Yazının devamı ilk ürüncüyü işe alma zamanını anlamayı sağlayacak ipuçlarını içeriyor ve bazı kaynaklara yönlendiriyor. Açıkçası bir startupta çalışmanın en zorlayıcı taraflarının tam da yazıda bahsedilen PM One ya da PM Two kişisi olmakla birebir ilgili olduğunu düşünüyorum. Özellikle bu konuda kariyerini şekillendirmeye çalışan kişiler için aydınlatıcı olabilir bu yazı.
Diyelim bir ürün ekibimiz var artık, yani birden fazla ürüncü olan bir şirkette çalışıyoruz. Bu organizasyonu neye göre şekillendireceğiz?
Eran: Bu konuda birçok farklı yöntem var aslında. Eski Microsoft yöneticisi ve mevcutta a16z venture capital firmasında ortak olarak çalışan Steven Sinofsky, Microsoft deneyimlerini temel alarak şu soruyu çok detaylı bir şekilde incelemiş: “Takımları fonksiyonlara göre mi, ürün gruplarına göre mi yapmak gerekir?” İki modelin de artı ve eksilerini belirtmiş ve vermek istediği mesaj şu: Önce ihtiyacınızı anlayın, sonra modelinizi seçin. Önerim uzun bir yazı olduğu için sakin kafayla, vaktiniz varken, sindire sindire okuyun.
Burcu: Farklı yöntemler var gerçekten.
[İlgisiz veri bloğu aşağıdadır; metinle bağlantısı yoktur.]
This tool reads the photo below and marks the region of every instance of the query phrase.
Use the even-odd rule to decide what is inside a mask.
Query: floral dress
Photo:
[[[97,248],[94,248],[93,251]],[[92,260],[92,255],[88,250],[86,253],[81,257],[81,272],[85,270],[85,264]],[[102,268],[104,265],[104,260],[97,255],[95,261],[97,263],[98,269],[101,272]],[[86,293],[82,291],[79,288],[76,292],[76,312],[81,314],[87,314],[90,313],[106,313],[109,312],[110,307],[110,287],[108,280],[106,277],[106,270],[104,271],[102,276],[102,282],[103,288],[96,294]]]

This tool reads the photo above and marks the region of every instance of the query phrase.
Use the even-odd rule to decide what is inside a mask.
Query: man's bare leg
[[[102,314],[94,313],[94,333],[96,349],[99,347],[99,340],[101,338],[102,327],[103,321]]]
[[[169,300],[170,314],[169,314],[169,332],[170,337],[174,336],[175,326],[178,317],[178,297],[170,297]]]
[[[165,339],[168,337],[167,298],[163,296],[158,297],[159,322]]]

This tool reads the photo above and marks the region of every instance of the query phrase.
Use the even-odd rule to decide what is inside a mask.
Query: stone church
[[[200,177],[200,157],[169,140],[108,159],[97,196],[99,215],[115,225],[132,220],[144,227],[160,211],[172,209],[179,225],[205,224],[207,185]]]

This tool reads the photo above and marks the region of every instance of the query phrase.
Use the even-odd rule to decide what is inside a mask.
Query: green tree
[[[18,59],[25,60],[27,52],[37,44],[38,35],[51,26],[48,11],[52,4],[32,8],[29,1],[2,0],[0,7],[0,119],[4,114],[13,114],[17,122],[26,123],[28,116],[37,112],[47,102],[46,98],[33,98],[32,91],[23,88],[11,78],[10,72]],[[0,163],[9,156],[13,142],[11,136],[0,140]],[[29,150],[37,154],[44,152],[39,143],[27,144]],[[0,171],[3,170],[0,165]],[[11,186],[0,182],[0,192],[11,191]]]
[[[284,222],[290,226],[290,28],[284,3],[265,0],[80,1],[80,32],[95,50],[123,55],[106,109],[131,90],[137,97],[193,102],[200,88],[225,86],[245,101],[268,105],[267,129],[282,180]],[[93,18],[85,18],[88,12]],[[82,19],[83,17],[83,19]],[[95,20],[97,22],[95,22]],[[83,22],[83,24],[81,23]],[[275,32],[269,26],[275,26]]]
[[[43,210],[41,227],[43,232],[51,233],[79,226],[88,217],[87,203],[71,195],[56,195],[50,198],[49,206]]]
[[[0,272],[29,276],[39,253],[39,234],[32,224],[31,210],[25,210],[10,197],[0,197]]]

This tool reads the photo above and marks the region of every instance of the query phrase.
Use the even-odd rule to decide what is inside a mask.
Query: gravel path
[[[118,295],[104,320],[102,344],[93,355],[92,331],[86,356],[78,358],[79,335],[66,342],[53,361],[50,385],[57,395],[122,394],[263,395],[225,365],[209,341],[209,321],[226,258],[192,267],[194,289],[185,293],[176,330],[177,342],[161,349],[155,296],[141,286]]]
Startup’ın bulunduğu büyüme fazına göre aranacak profillerin farklı olması gerektiğini ve bu farkları vurgulayan bir yazı okudum, First Round Review’dan yine. Yazı oldukça uzun ve detaylı, ama inanılmaz bir rehber olmuş toplamda çünkü her bir büyüme fazının neye benzediği ve o fazda işe alım yaparken düşülebilecek hatalar bir bir okunaklı bir şekilde anlatılmış. Hint: Yazının sonunda fazları özetleyen ve karşılaştıran güzel bir tablo var.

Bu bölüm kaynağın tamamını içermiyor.